Dalam kegiatan responsif terhadap aduan warga itu, petugas meminta agar seluruh aktivitas penambangan segera dihentikan. Para penambang juga diminta untuk membongkar peralatan tambang dan membubarkan diri dari lokasi.
Yoshua menegaskan, aktivitas tambang ilegal melanggar Undang-Undang Republik Indonesia Nomor 3 Tahun 2020 tentang Perubahan atas Undang-Undang Nomor 4 Tahun 2009 Pasal 158 tentang Pertambangan Mineral dan Batubara, serta Peraturan Daerah Kota Pangkalpinang Nomor 7 Tahun 2019 dan Nomor 1 Tahun 2012 tentang Rencana Tata Ruang Wilayah yang menegaskan bahwa Pangkalpinang bukan kawasan pertambangan.
Kapolsek Bukit Intan, AKP Yoshua Surya Atmaja, mengatakan bahwa pihaknya bergerak cepat menindaklanjuti laporan masyarakat terkait adanya aktivitas tambang ilegal yang merusak lahan kebun warga di kawasan Air Mawar.
“Begitu kami menerima laporan dari warga, kami langsung turun ke lokasi untuk melakukan pengecekan dan memberikan himbauan. Kami minta seluruh aktivitas penambangan segera dihentikan dan para penambang agar membongkar peralatan serta meninggalkan lokasi,” ujar AKP Yoshua.
Ia menjelaskan, kegiatan penambangan tanpa izin merupakan pelanggaran hukum dan dapat dikenai sanksi sesuai dengan Undang-Undang Republik Indonesia Nomor 3 Tahun 2020 tentang Perubahan atas Undang-Undang Nomor 4 Tahun 2009 Pasal 158 tentang Pertambangan Mineral dan Batubara.
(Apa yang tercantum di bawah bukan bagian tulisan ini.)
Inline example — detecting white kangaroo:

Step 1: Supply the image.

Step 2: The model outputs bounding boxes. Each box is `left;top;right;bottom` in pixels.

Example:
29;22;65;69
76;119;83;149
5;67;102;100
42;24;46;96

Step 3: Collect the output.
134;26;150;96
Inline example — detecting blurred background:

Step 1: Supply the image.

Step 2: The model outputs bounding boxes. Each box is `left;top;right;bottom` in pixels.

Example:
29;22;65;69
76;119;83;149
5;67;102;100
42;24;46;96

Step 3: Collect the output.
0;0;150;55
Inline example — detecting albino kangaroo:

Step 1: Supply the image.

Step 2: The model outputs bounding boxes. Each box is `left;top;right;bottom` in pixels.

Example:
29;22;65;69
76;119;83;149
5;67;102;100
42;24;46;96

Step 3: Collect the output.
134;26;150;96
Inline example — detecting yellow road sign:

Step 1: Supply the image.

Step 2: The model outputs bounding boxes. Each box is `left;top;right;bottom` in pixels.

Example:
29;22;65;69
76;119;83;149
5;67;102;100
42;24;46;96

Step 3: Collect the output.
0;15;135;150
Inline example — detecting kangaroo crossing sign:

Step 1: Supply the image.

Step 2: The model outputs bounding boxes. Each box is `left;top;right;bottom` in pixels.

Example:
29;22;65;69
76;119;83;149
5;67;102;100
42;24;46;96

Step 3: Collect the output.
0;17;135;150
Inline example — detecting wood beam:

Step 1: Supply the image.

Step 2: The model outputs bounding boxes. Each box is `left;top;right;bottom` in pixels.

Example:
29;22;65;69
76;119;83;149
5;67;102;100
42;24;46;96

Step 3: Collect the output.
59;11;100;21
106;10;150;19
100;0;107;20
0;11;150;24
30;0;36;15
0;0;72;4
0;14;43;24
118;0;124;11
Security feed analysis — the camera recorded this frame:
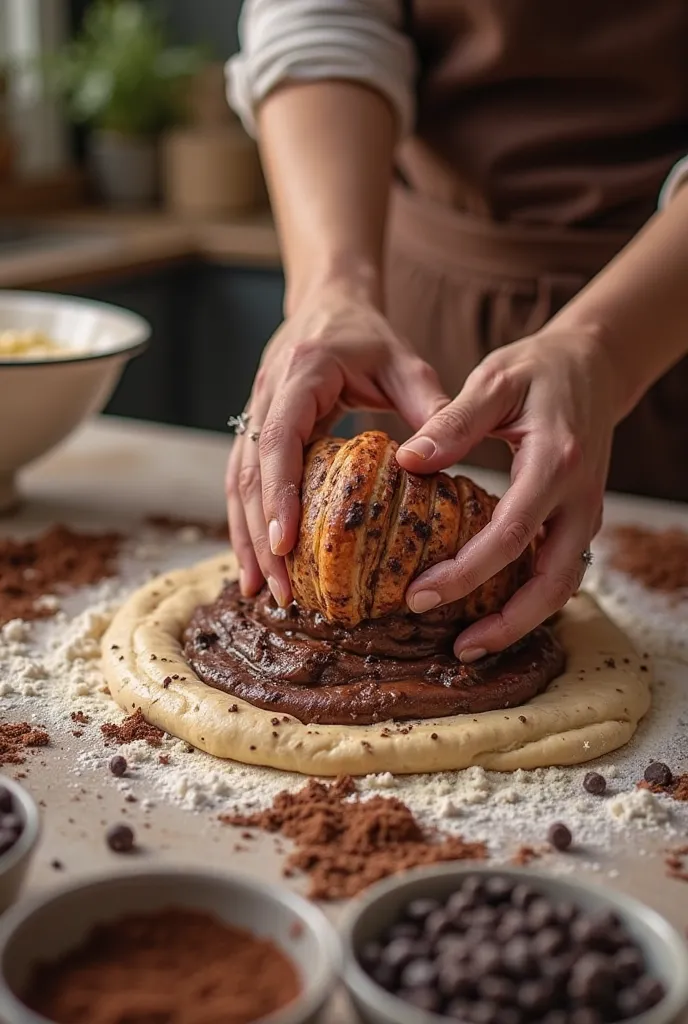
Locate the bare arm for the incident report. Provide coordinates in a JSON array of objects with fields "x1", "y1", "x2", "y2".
[
  {"x1": 551, "y1": 185, "x2": 688, "y2": 420},
  {"x1": 258, "y1": 81, "x2": 396, "y2": 315}
]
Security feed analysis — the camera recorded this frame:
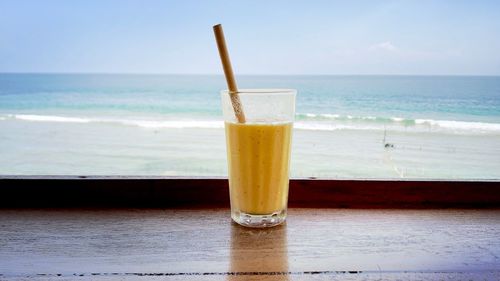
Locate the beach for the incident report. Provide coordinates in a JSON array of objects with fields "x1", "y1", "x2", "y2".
[{"x1": 0, "y1": 74, "x2": 500, "y2": 179}]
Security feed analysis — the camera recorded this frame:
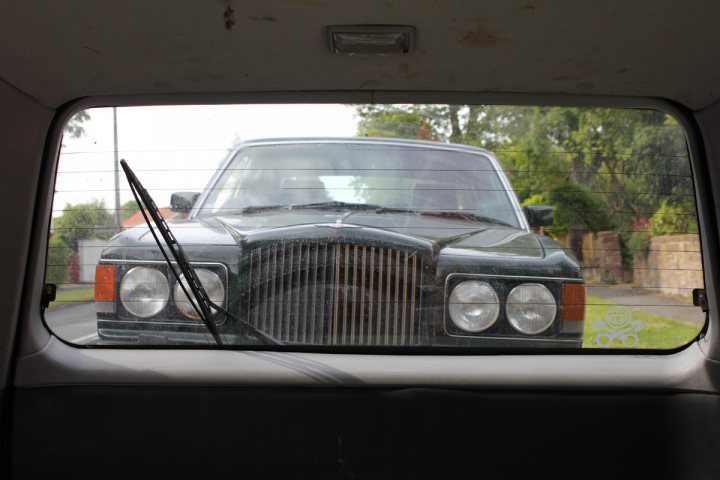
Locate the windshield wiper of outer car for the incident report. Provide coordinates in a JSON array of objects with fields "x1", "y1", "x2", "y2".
[
  {"x1": 377, "y1": 207, "x2": 516, "y2": 228},
  {"x1": 240, "y1": 201, "x2": 383, "y2": 214},
  {"x1": 120, "y1": 160, "x2": 281, "y2": 345},
  {"x1": 240, "y1": 201, "x2": 515, "y2": 227}
]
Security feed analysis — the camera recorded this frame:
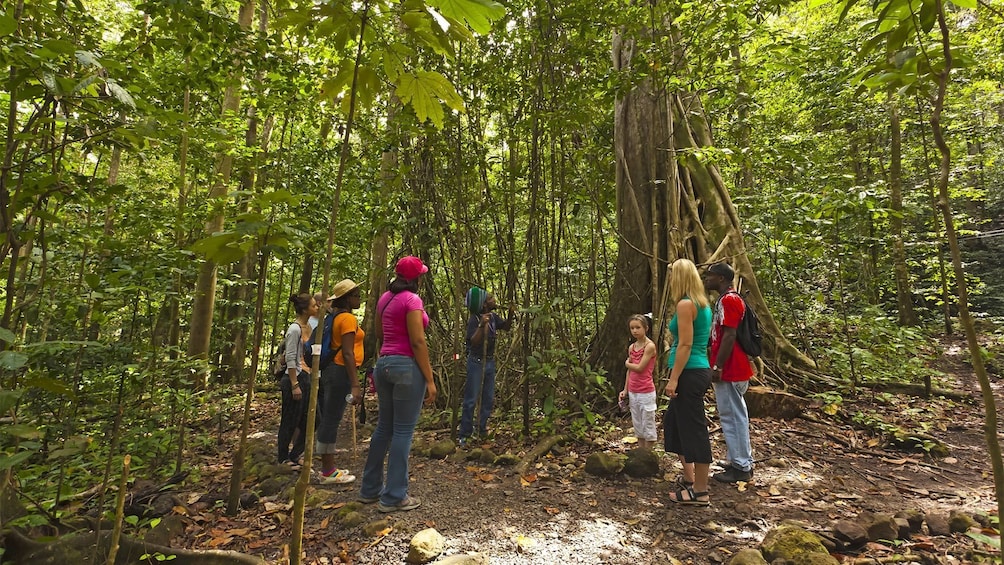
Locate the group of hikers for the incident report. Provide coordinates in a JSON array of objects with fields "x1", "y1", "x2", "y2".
[{"x1": 277, "y1": 256, "x2": 753, "y2": 513}]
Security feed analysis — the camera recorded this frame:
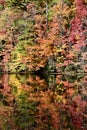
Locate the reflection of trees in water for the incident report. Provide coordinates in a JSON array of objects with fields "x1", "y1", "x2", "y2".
[{"x1": 0, "y1": 74, "x2": 87, "y2": 130}]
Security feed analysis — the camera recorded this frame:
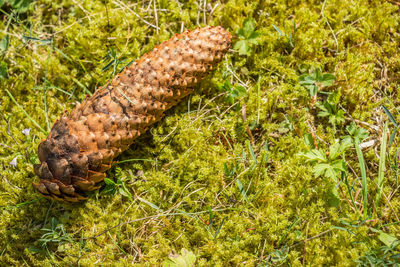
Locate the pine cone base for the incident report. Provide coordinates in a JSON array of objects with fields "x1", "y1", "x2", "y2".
[{"x1": 33, "y1": 27, "x2": 231, "y2": 202}]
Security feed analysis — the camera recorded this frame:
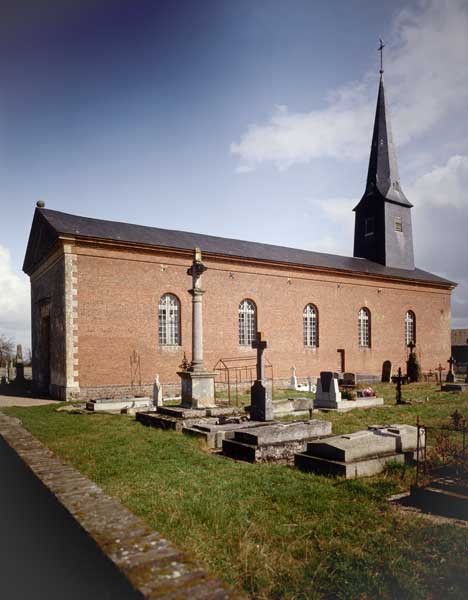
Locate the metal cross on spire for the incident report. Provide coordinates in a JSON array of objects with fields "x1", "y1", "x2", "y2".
[{"x1": 379, "y1": 38, "x2": 385, "y2": 75}]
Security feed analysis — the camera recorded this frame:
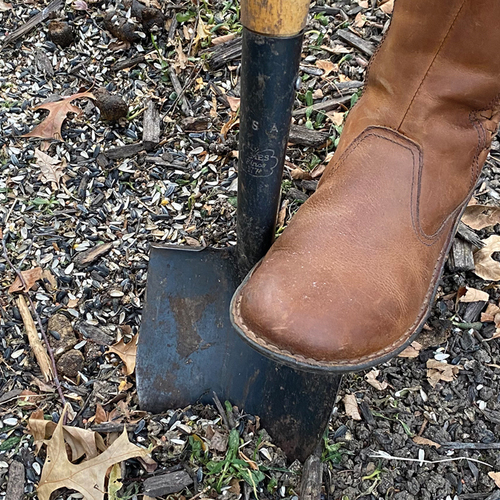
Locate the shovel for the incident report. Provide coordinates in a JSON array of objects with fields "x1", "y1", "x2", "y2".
[{"x1": 136, "y1": 0, "x2": 340, "y2": 461}]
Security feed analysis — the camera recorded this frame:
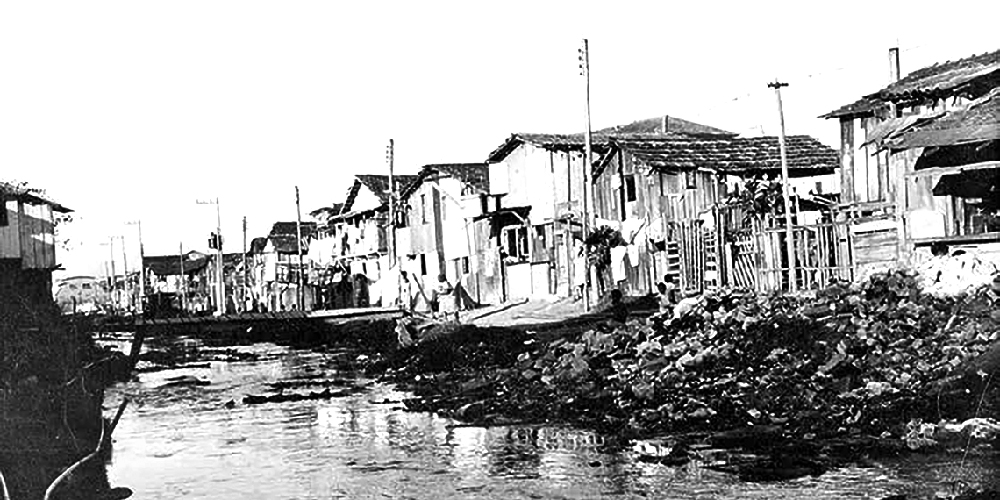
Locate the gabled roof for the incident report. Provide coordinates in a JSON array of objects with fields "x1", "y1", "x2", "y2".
[
  {"x1": 309, "y1": 203, "x2": 345, "y2": 219},
  {"x1": 486, "y1": 117, "x2": 736, "y2": 163},
  {"x1": 142, "y1": 251, "x2": 209, "y2": 276},
  {"x1": 267, "y1": 222, "x2": 316, "y2": 254},
  {"x1": 889, "y1": 87, "x2": 1000, "y2": 149},
  {"x1": 820, "y1": 50, "x2": 1000, "y2": 118},
  {"x1": 602, "y1": 135, "x2": 840, "y2": 176},
  {"x1": 399, "y1": 163, "x2": 490, "y2": 200},
  {"x1": 596, "y1": 116, "x2": 736, "y2": 137},
  {"x1": 0, "y1": 181, "x2": 72, "y2": 213},
  {"x1": 344, "y1": 175, "x2": 417, "y2": 207}
]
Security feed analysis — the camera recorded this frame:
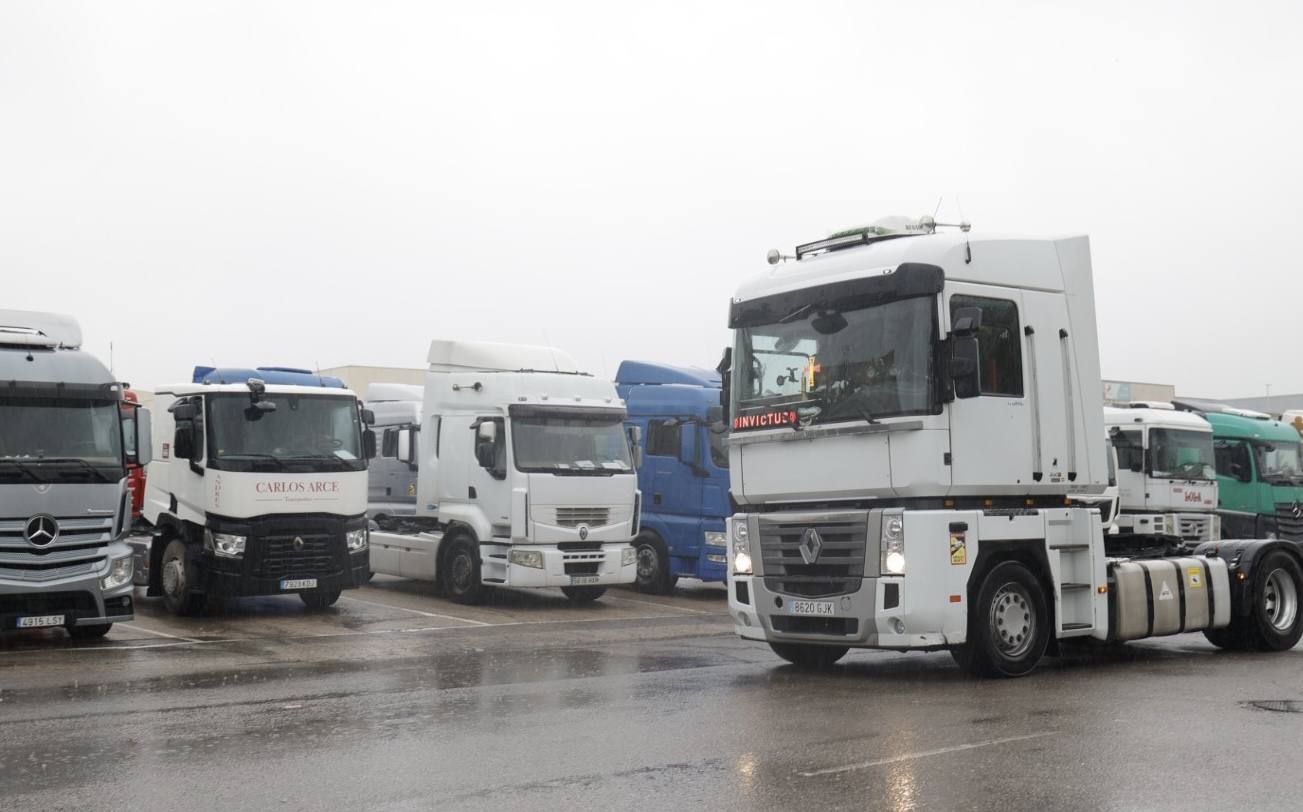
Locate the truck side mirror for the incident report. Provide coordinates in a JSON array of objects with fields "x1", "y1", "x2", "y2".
[
  {"x1": 172, "y1": 424, "x2": 194, "y2": 460},
  {"x1": 950, "y1": 336, "x2": 981, "y2": 398},
  {"x1": 132, "y1": 407, "x2": 154, "y2": 465},
  {"x1": 624, "y1": 426, "x2": 642, "y2": 469}
]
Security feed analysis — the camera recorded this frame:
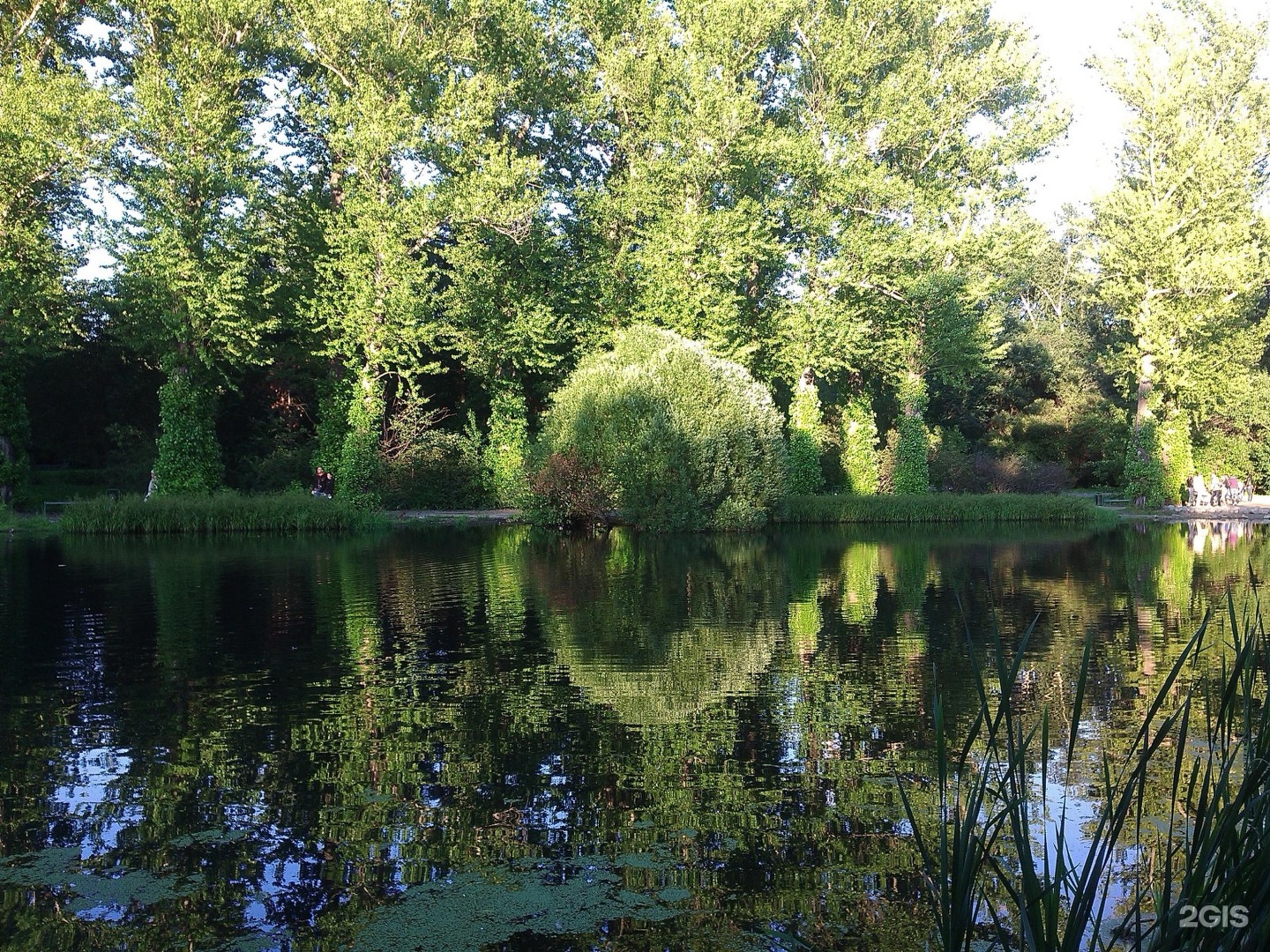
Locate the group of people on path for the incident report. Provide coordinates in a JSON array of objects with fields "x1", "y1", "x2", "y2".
[
  {"x1": 312, "y1": 465, "x2": 335, "y2": 499},
  {"x1": 1186, "y1": 473, "x2": 1252, "y2": 505}
]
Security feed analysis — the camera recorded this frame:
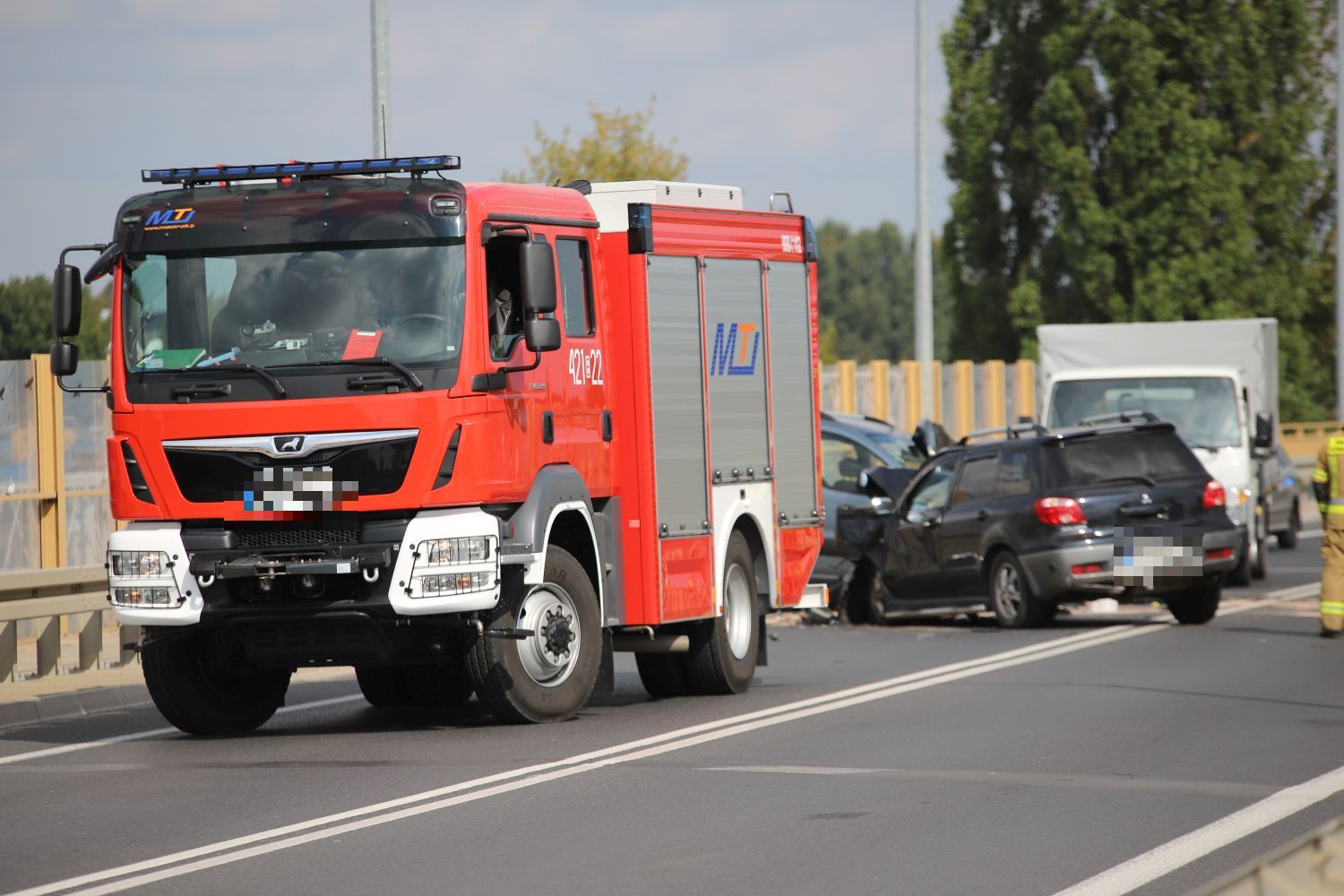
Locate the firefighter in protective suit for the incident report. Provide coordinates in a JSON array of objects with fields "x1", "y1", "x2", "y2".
[{"x1": 1312, "y1": 436, "x2": 1344, "y2": 638}]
“Penertiban ini bukan semata-mata untuk memberikan sanksi, tetapi juga sebagai bentuk edukasi agar masyarakat memahami bahwa izin usaha tambang bukan hanya formalitas, melainkan tanggung jawab untuk menjaga lingkungan dan keselamatan bersama,” tegasnya.
Yoshua menambahkan, pihaknya bersama Polresta Pangkalpinang akan terus melakukan pengawasan di wilayahnya untuk mencegah terjadinya kembali aktivitas serupa. “Kami berharap semua pihak dapat mematuhi aturan dan bersama-sama menjaga lingkungan agar tetap lestari,” tutupnya.